NET library for reading and writing Apache Parquet files , open source using the MIT protocol , github repository :/aloneguid/parquet-dotnetApache Parquet is a columnar storage format for big data. NET 4.5 and above and .NET Standard 1.4 and above, which means that it also implicitly supports all versions of .NET Core. The library runs on all versions of Windows, Linux, macOSX, and on platforms that support .NET Standard, such as mobile devices (iOS, Android) and consoles, via Maui. NET Standard-enabled platforms such as mobile devices (iOS, Android, and game consoles) via Maui.
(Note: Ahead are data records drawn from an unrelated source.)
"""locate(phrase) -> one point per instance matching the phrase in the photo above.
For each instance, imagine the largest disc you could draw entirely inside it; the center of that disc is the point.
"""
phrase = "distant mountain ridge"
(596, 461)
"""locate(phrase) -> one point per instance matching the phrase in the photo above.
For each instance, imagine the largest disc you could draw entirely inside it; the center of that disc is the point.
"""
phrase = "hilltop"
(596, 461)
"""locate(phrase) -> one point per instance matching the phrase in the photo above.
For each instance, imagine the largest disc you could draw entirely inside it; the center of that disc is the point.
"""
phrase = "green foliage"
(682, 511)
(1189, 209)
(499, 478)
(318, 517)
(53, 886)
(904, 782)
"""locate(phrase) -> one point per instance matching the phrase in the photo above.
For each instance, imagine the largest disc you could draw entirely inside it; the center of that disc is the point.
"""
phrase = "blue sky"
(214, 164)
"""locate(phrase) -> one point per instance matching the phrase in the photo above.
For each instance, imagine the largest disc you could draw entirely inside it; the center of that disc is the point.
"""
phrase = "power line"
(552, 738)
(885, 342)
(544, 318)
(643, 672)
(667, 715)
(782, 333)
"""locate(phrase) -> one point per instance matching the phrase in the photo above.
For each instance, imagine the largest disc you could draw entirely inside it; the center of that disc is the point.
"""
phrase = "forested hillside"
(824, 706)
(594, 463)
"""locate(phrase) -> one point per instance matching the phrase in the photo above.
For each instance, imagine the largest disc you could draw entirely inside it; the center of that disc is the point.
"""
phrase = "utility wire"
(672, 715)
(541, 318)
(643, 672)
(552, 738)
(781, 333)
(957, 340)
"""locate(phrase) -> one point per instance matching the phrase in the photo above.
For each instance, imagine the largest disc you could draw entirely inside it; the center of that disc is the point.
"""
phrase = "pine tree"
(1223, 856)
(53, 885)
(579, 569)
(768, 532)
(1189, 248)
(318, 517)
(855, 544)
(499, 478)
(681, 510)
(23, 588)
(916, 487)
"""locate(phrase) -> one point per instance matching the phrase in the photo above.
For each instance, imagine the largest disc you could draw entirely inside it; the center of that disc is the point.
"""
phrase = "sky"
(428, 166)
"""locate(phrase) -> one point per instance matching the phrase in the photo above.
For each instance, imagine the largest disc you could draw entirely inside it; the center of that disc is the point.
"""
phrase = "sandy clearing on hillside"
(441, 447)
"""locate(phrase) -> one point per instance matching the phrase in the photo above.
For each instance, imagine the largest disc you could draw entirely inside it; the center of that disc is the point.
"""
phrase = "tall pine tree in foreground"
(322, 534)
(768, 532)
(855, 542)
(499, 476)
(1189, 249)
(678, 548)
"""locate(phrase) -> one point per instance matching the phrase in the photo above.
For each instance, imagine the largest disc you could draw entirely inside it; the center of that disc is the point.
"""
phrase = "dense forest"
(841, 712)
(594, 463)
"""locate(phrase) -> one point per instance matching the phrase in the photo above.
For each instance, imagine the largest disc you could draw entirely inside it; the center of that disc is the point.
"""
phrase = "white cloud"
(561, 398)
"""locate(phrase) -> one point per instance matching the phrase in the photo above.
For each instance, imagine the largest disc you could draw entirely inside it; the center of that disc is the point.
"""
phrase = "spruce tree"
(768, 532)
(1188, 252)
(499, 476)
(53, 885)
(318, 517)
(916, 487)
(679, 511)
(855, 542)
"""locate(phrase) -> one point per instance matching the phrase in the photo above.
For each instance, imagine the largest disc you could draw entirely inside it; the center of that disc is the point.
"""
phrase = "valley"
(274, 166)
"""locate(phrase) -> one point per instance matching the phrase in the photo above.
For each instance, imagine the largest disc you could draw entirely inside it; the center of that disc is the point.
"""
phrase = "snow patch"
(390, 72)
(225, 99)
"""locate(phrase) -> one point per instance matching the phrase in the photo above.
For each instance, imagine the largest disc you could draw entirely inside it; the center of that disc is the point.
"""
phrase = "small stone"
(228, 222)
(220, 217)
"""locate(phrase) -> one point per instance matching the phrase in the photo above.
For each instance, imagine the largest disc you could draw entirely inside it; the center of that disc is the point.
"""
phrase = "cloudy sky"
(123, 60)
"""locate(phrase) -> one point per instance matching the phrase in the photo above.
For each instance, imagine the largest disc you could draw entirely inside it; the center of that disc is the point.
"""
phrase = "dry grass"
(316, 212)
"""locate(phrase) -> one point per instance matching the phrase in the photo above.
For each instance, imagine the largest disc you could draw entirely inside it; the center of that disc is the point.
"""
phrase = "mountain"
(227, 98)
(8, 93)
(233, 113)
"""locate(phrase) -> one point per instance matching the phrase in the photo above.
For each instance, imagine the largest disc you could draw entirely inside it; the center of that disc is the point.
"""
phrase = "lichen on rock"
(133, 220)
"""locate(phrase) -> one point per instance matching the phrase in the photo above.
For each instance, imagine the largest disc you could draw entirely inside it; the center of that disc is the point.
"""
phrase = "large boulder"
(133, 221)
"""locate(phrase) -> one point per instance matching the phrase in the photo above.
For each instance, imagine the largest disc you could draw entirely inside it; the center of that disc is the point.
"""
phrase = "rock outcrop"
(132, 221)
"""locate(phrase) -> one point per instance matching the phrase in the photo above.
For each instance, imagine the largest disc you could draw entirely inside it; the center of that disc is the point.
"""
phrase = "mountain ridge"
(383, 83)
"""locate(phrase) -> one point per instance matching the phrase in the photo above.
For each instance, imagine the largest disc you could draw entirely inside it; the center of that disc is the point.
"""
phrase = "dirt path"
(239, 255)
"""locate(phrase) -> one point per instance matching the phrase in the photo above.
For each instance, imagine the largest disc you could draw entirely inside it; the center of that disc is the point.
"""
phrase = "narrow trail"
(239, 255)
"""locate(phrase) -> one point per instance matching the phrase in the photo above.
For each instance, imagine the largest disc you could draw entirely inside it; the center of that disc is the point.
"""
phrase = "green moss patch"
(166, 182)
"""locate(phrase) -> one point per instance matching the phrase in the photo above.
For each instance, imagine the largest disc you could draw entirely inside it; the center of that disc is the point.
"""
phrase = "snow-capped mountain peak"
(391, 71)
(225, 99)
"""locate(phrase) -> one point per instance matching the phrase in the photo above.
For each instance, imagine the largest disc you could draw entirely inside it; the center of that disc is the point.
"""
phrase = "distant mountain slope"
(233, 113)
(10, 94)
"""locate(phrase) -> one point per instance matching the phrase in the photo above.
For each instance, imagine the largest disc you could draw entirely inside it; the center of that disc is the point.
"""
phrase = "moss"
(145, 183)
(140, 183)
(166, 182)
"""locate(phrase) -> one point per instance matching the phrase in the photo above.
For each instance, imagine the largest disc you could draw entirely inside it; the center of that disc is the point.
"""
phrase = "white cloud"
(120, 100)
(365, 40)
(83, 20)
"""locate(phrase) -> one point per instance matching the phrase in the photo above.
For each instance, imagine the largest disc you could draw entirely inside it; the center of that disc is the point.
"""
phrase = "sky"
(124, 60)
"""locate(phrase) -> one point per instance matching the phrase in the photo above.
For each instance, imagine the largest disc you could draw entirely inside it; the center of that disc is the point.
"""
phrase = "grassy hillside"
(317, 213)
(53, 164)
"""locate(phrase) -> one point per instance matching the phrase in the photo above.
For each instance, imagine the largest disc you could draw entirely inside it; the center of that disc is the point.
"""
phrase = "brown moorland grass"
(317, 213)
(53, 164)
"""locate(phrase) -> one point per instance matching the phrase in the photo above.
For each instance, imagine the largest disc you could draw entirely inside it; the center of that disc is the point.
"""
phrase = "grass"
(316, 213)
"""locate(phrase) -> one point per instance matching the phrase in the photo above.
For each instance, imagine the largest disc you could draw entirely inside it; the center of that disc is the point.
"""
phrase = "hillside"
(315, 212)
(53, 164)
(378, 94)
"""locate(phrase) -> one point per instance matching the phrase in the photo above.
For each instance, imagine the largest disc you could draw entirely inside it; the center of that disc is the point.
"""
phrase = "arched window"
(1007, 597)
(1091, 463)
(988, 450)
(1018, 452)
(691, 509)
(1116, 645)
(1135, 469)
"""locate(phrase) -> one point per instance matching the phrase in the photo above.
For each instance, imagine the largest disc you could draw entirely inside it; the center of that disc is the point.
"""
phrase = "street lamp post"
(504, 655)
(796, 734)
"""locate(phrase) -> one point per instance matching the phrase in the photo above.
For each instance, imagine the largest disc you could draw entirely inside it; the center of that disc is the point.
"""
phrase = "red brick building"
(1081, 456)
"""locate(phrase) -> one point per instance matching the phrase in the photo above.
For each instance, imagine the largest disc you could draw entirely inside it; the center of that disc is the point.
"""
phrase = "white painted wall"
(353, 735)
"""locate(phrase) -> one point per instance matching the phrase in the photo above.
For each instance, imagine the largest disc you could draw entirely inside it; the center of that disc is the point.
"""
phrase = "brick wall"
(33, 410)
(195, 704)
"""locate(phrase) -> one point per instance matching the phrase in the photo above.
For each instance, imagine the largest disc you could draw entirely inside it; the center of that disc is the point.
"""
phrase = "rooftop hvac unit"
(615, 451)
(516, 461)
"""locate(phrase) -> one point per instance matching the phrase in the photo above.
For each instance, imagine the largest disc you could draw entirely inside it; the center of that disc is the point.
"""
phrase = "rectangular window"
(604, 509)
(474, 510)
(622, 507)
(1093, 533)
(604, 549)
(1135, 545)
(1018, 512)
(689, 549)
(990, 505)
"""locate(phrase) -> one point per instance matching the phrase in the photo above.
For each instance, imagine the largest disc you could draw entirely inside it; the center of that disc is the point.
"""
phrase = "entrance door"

One of the key features that makes the .NET platform more complete for Big Data applications is its support for Apache Parquet files. NET/C# platform for Big Data applications because the Parquet library is primarily available for Java, C, and Python. NET developers with a powerful tool for working with Parquet files. NET ecosystem, helping developers efficiently process and store data.
Provides both low-level APIs and high-level APIs, allowing users to perform flexible operations as needed. In addition, it also provides a row-based API, making it more intuitive and convenient to deal with complex data structures. Supports dynamic schema and can automatically serialize C# classes into Parquet files without the need to write tedious code. Used by many small and large organizations around the world.Official public NuGet statisticsIt has been shown thatAzure Machine Learningcap (a poem) is using it, both are great, but there are plenty of other users out there.
Parquet is a columnar storage format designed to provide efficient storage and retrieval capabilities and is widely used in big data processing frameworks such as Apache Spark.Parquet supports advanced compression and encoding schemes to optimize storage space and increase read speed. As of2024 year, is the world'sThe fastest Parquet libraryNET runtime, not only in comparison to the .NET runtime, but also to all platforms.
The advanced APIs provided specifically include the following features:
columnar storage: Parquet is a columnar storage format, which means that data is stored in columns rather than rows. This type of storage can significantly improve the efficiency of big data processing and analysis.
Efficient data reading: With its columnar storage structure, Parquet achieves high data readability, especially when dealing with large data sets.
Low-Level API Usage: There is also a low-level API, which is the most similar and high-performance approach to the Parquet data structure. While this approach is not as intuitive as the other high-level APIs, it requires the user to have some knowledge of the Parquet data structure and to define the schema before using it.
Currently, the latest version is 4.25.0, which can be installed in Visual Studio via the NuGet package manager.